Nina recognized him. “That’s Derek’s little brother!” she gasped. Derek, the one who led all the herds chasing Alex and started all the nasty rumors that had changed him..
Alex stepped onto the ice. “What are you doing?” Nina cried. The ice was fragile and couldn’t handle more than one person at a time.
“It’s ok Josh. I’m a friend of your brother’s. My name’s Alex Mendoza. You’re going to be fine.” Alex called to the boy, gliding across the ice like before, but more carefully this time.
“I’m scared.” The boy, Josh, had tears on his face. Nina was a little surprised that Alex remembered his name. But how couldn’t he? He was his bully’s little brother.
“I know. Stay where you are. I’ll come to you.” Alex moved carefully across the ice. It started to break when he neared Josh. Nina suppressed the urge to cry out. Her brother knew what he was doing.
Josh, however, didn’t suppress his own urge. He screamed again. “It’s ok I got you.” Alex grabbed a hold of Josh’s arm. The ice cracked again, the sound ringing through Nina’s ears. Alex pulled the boy close to him and pushed him across the ice with enough force for him to slide to the edge.
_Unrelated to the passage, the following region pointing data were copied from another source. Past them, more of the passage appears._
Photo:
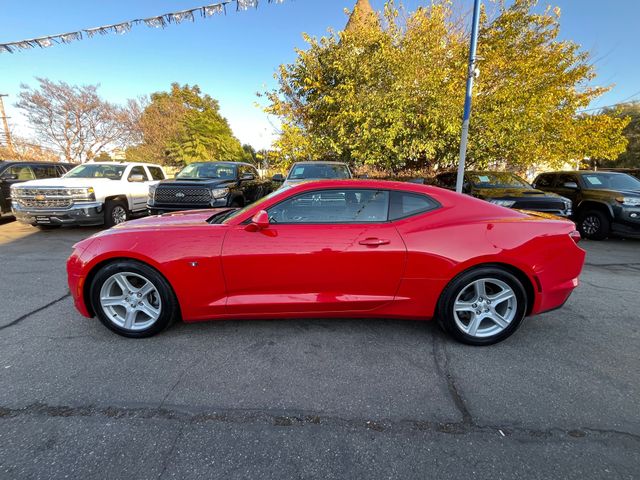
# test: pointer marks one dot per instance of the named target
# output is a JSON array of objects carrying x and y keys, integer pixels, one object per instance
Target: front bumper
[{"x": 86, "y": 214}]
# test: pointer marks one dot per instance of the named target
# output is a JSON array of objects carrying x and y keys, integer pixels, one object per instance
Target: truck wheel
[
  {"x": 115, "y": 212},
  {"x": 594, "y": 225}
]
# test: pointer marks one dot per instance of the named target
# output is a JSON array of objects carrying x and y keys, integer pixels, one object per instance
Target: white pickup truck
[{"x": 93, "y": 193}]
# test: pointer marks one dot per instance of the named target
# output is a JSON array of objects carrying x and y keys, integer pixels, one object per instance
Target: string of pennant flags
[{"x": 160, "y": 21}]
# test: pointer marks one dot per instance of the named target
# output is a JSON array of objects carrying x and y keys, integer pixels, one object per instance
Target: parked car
[
  {"x": 306, "y": 171},
  {"x": 351, "y": 248},
  {"x": 209, "y": 185},
  {"x": 93, "y": 193},
  {"x": 14, "y": 172},
  {"x": 604, "y": 202},
  {"x": 507, "y": 190}
]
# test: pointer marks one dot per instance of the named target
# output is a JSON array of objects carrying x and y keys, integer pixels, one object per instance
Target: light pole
[{"x": 467, "y": 101}]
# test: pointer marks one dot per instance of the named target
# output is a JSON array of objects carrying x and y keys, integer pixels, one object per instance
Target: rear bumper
[{"x": 87, "y": 214}]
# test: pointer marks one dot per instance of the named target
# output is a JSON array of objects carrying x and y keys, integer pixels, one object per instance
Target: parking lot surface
[{"x": 315, "y": 398}]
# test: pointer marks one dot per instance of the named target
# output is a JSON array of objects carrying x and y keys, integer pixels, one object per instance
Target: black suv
[
  {"x": 209, "y": 185},
  {"x": 604, "y": 202},
  {"x": 12, "y": 172},
  {"x": 507, "y": 190}
]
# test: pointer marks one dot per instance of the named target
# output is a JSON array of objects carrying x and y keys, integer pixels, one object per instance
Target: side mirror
[
  {"x": 136, "y": 177},
  {"x": 260, "y": 221}
]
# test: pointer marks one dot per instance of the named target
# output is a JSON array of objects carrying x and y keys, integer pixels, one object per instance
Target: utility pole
[
  {"x": 467, "y": 102},
  {"x": 7, "y": 133}
]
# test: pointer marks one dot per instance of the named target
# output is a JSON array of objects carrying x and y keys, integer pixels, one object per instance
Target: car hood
[
  {"x": 206, "y": 182},
  {"x": 513, "y": 193},
  {"x": 175, "y": 219},
  {"x": 66, "y": 182}
]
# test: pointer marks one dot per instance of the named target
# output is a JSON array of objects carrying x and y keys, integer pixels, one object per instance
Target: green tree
[
  {"x": 630, "y": 111},
  {"x": 183, "y": 126},
  {"x": 389, "y": 94}
]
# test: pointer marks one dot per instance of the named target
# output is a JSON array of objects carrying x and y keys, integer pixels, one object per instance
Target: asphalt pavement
[{"x": 315, "y": 398}]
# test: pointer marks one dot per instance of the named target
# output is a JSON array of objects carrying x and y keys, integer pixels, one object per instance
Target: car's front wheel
[
  {"x": 483, "y": 306},
  {"x": 133, "y": 299},
  {"x": 594, "y": 225}
]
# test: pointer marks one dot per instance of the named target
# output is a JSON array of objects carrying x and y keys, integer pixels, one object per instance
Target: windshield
[
  {"x": 497, "y": 180},
  {"x": 305, "y": 171},
  {"x": 112, "y": 172},
  {"x": 208, "y": 171},
  {"x": 228, "y": 215},
  {"x": 611, "y": 181}
]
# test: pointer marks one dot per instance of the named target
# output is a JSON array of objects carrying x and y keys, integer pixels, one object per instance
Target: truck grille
[
  {"x": 183, "y": 195},
  {"x": 43, "y": 198}
]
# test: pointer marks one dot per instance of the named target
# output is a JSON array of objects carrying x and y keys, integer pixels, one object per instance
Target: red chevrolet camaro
[{"x": 348, "y": 248}]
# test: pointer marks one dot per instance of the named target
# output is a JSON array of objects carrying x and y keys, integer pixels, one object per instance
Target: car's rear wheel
[
  {"x": 483, "y": 306},
  {"x": 115, "y": 213},
  {"x": 133, "y": 299},
  {"x": 594, "y": 225}
]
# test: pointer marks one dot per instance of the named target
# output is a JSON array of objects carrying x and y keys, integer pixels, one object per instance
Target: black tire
[
  {"x": 447, "y": 316},
  {"x": 594, "y": 225},
  {"x": 169, "y": 308},
  {"x": 113, "y": 211}
]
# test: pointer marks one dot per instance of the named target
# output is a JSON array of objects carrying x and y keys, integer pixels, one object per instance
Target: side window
[
  {"x": 564, "y": 178},
  {"x": 21, "y": 172},
  {"x": 156, "y": 173},
  {"x": 544, "y": 181},
  {"x": 45, "y": 171},
  {"x": 333, "y": 206},
  {"x": 446, "y": 180},
  {"x": 405, "y": 204},
  {"x": 138, "y": 170}
]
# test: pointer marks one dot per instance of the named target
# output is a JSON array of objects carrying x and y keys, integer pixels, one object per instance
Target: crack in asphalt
[
  {"x": 33, "y": 312},
  {"x": 299, "y": 419},
  {"x": 443, "y": 369}
]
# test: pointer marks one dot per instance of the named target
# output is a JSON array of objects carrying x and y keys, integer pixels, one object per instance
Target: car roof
[
  {"x": 221, "y": 162},
  {"x": 582, "y": 172},
  {"x": 319, "y": 162}
]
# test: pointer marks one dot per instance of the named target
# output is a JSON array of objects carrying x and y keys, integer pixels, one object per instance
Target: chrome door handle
[{"x": 374, "y": 242}]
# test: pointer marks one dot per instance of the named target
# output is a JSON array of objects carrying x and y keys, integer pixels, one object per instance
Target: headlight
[
  {"x": 503, "y": 203},
  {"x": 629, "y": 201},
  {"x": 218, "y": 193},
  {"x": 87, "y": 193}
]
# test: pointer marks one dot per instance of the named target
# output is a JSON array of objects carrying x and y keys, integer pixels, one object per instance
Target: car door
[
  {"x": 567, "y": 185},
  {"x": 138, "y": 190},
  {"x": 329, "y": 250}
]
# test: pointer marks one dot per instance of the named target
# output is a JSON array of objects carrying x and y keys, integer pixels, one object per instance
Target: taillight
[{"x": 575, "y": 235}]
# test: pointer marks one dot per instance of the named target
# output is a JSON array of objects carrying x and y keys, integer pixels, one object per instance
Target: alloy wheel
[
  {"x": 118, "y": 214},
  {"x": 591, "y": 224},
  {"x": 485, "y": 307},
  {"x": 130, "y": 301}
]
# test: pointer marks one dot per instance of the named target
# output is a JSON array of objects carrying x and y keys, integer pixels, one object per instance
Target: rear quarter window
[{"x": 407, "y": 204}]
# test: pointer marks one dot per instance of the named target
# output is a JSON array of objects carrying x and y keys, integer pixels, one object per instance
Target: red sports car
[{"x": 348, "y": 248}]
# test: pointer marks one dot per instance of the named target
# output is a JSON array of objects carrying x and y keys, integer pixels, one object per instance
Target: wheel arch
[
  {"x": 529, "y": 282},
  {"x": 100, "y": 264}
]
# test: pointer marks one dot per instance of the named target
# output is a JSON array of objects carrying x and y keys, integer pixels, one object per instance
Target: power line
[{"x": 622, "y": 102}]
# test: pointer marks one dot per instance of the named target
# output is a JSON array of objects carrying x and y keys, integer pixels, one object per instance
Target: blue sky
[{"x": 232, "y": 57}]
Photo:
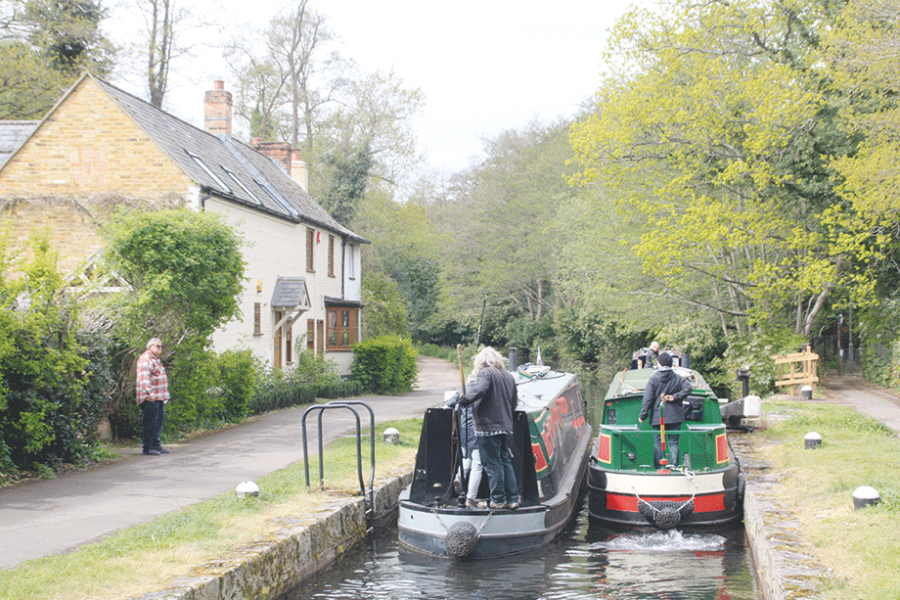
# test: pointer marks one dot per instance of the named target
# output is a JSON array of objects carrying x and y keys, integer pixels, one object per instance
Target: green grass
[
  {"x": 148, "y": 557},
  {"x": 859, "y": 546}
]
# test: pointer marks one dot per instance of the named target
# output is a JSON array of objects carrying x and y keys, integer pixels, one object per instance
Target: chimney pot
[{"x": 217, "y": 105}]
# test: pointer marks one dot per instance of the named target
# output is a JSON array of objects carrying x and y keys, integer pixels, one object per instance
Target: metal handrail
[{"x": 321, "y": 408}]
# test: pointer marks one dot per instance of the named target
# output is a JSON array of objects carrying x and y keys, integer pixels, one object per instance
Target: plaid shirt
[{"x": 152, "y": 383}]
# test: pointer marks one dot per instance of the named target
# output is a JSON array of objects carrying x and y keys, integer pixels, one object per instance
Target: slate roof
[
  {"x": 219, "y": 164},
  {"x": 12, "y": 134},
  {"x": 290, "y": 292}
]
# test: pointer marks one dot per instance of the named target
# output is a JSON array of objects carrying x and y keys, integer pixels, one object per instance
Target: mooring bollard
[
  {"x": 864, "y": 496},
  {"x": 391, "y": 436},
  {"x": 812, "y": 440},
  {"x": 247, "y": 489}
]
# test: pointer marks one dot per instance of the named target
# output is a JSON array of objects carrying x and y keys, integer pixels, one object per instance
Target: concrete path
[
  {"x": 47, "y": 517},
  {"x": 878, "y": 403}
]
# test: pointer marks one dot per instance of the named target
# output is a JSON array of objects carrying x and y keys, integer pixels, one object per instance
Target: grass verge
[
  {"x": 859, "y": 546},
  {"x": 148, "y": 557}
]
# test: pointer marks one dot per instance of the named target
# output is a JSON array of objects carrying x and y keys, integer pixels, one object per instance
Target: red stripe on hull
[{"x": 628, "y": 503}]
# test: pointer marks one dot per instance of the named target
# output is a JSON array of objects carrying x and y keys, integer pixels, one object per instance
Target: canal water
[{"x": 585, "y": 563}]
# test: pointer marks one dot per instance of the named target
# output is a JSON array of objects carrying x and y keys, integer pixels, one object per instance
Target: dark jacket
[
  {"x": 665, "y": 381},
  {"x": 466, "y": 426},
  {"x": 493, "y": 397}
]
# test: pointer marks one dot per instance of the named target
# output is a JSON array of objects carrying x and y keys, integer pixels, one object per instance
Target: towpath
[{"x": 46, "y": 517}]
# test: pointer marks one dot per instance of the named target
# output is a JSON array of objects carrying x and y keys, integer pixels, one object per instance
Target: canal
[{"x": 584, "y": 563}]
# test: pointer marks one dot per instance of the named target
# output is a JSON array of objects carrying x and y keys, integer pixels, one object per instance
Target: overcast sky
[{"x": 485, "y": 66}]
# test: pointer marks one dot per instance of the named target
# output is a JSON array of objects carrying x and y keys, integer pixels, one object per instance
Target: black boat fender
[
  {"x": 461, "y": 540},
  {"x": 665, "y": 514}
]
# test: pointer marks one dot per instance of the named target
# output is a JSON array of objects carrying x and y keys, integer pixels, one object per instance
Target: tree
[
  {"x": 162, "y": 43},
  {"x": 44, "y": 44},
  {"x": 184, "y": 271},
  {"x": 67, "y": 33},
  {"x": 714, "y": 131}
]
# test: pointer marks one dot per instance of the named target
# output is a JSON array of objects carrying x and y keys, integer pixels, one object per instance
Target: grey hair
[{"x": 489, "y": 358}]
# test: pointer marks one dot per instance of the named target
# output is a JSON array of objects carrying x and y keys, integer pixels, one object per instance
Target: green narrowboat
[{"x": 626, "y": 490}]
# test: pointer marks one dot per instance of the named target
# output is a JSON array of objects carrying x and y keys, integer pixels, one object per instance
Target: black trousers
[{"x": 154, "y": 417}]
Josh hopped off the ice, his knees sinking into the snow.
Nina ran to him, helping him up. She was just about to praise Alex when the ice cracked completely under his feet, and her brother fell into it.
His body was found frozen to death an hour later.
Alexis cried at the counter. Tears spilling over the tea. Alex had loved tea. He had loved tea and snow. Her parents were never the same, and she had run away a year later unable to bare it anymore.
She was awful at controlling her emotions. Be it fear, anger, sadness, or guilt. Guilt that if she had been brave like her brother, she could have saved him. Guilt that she spent her life telling him to be brave when he already was. Guilt that she had just been telling him to what she never was: better.
Alexis ran out the back door and sunk knee deep into the snow, still crying and hurting. It had been five years since his death but every day it felt more real. He had died doing the right thing. The very thing he was born to do. The very thing he had promised to do.
Her tears were still fresh when she laid eyes on a frozen surface before her. She had moved near a lake in memory of her brother. It froze over some winters, yet she still hadn’t been able to gather the courage to slide across.
She still hadn’t gathered the courage to let go of the fear.
Taking a deep breath, she trudged through the snow and towards the lake.
Her legs shook violently, the memory of his death flashing before her eyes. She closed her eyes.
“I love you Alex.”
Then she stepped tentatively onto the ice.